The platitudes are awfully sweet, but let’s cut the crap for a minute. Keller and Sulzberger aren’t out of the woods yet. This isn’t a movie (yet), and the Times’ claim that it is a noble, albeit imperfect hero in this charade is about as laughable as the revival of VistaVision. No matter how much you tinker with the facts, you cannot change the fundamentals.

And the fact is this: Jayson Blair was just the beginning, and Judith Miller’s escapades are symptomatic of a larger underlying problem at the late, great “paper of record.” That problem is the result of a not-so-secret trend in the highest echelons of journalism: talented reporters gaining so much notoriety for their work that they themselves become celebrities, and the connections that they cultivate become jewels in a very heavy crown and further remove them from what should be their true cause: reporting the honest-to-god, unbiased truth -- the very thing that gained them the notoriety in the first place.

It’s the mother of all Catch-22s – even Joseph Heller would choke trying to get it all down. Getting rid of Judith Miller won’t fix what’s wrong with the Times. In fact, it will be about as effective as removing a cancer-riddled limb while a much more aggressive and insidious form of the disease still eats away at the heart.

Yet even a swift surgical removal of Miller with a wicked sharp blade would have been preferable to the awkward separation that we’ve witnessed. This separation, with its fumbling embraces and retreats, its arguments over semantics, its apologies and its existential woes, is a miserable divorce, no matter how many times they tell us it is an amicable dissolution.

The debacle at the Times has done serious damage to the paper’s reputation. Some of it does indeed have to do with Miller’s agenda, but the primary responsibility for the Times’ failing reputation lies with the Times itself. Until it makes a concerted effort to resuscitate its dying tradition of responsible journalism and abandon its terminal self-interest, the paper will continue to be eaten alive. Instead of merely a divorce, we may all be on the verge of bearing witness to a gruesome and heartbreaking death.

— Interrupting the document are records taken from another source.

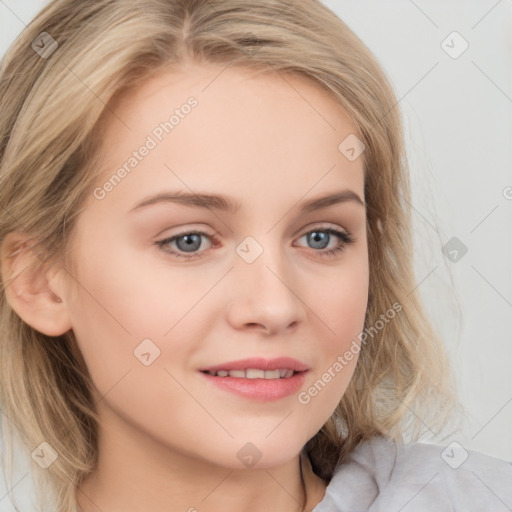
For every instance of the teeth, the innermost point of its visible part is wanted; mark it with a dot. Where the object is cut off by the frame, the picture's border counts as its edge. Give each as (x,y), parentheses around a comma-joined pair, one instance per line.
(253,373)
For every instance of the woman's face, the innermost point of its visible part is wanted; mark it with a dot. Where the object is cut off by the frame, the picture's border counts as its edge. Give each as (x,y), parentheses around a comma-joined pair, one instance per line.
(170,285)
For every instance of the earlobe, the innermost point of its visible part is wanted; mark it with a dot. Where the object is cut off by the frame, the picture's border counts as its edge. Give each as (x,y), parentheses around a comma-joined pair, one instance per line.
(30,287)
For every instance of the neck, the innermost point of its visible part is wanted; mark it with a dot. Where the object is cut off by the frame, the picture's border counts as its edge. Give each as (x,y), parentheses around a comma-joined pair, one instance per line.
(139,474)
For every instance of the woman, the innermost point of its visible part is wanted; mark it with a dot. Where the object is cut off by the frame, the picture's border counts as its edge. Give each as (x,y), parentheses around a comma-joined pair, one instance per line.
(208,290)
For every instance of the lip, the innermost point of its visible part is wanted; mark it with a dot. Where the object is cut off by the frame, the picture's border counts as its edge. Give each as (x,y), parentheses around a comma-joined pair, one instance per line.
(262,390)
(259,363)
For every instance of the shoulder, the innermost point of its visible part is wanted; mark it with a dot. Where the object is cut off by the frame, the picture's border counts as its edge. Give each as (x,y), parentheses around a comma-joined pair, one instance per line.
(381,475)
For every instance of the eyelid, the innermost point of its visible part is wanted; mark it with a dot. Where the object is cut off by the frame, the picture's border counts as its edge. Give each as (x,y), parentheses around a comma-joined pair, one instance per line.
(345,239)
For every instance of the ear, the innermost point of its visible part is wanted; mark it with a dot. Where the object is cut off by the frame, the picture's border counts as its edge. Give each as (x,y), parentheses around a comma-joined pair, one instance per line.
(31,289)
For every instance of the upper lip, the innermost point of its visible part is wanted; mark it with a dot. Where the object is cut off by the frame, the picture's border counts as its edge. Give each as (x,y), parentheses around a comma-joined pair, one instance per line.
(259,363)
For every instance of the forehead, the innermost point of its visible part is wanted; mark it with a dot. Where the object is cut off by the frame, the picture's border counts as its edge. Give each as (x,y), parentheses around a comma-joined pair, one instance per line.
(212,126)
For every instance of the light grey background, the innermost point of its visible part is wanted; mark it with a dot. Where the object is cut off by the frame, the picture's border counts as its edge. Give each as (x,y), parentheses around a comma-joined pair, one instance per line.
(458,123)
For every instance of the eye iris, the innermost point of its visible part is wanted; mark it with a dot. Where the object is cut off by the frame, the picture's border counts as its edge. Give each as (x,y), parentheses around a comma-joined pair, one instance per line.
(192,242)
(319,237)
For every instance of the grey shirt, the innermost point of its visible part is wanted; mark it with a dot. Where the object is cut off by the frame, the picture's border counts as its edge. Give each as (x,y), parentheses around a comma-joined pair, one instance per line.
(382,476)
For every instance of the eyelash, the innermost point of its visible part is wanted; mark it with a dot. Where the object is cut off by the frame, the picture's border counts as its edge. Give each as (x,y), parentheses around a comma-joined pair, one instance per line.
(345,237)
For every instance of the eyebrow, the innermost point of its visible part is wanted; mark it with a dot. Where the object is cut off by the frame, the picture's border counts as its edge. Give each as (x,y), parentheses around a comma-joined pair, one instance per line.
(222,203)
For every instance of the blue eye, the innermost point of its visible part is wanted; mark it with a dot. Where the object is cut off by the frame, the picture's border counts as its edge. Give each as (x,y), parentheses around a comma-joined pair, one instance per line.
(321,237)
(186,242)
(187,245)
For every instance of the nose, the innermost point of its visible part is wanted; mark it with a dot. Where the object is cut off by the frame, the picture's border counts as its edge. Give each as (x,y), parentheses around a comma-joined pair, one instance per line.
(265,295)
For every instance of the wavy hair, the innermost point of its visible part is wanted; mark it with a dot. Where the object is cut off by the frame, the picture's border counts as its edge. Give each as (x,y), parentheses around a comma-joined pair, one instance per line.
(52,109)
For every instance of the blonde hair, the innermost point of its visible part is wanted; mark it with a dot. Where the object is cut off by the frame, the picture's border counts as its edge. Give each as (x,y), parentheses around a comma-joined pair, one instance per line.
(50,125)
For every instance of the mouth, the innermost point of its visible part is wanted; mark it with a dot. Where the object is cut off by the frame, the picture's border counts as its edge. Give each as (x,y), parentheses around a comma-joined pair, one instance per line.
(257,378)
(254,373)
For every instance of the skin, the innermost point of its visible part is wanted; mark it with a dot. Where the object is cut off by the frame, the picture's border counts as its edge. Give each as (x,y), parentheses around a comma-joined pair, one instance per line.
(168,438)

As for Miller, let’s give her the final word that is her due: her farewell letter says she has chosen to resign “because over the last few months, I have become the news, something a New York Times reporter never wants to be.” It must have taken great force of will to write such a blatant lie, and an even stronger stomach to believe it. In a world where the line between politics and journalism has been virtually erased by people just like Miller herself, we have to come to the conclusion that becoming the news is, in fact, exactly what she wanted.

After her disastrous WMD reporting, retreating to jail and cloaking herself in the rhetoric of protecting a source, and the infamous Libby indictment, we have lost faith in her ability to accurately and honestly report the news. How else can she retain her place in the limelight except to become the news herself?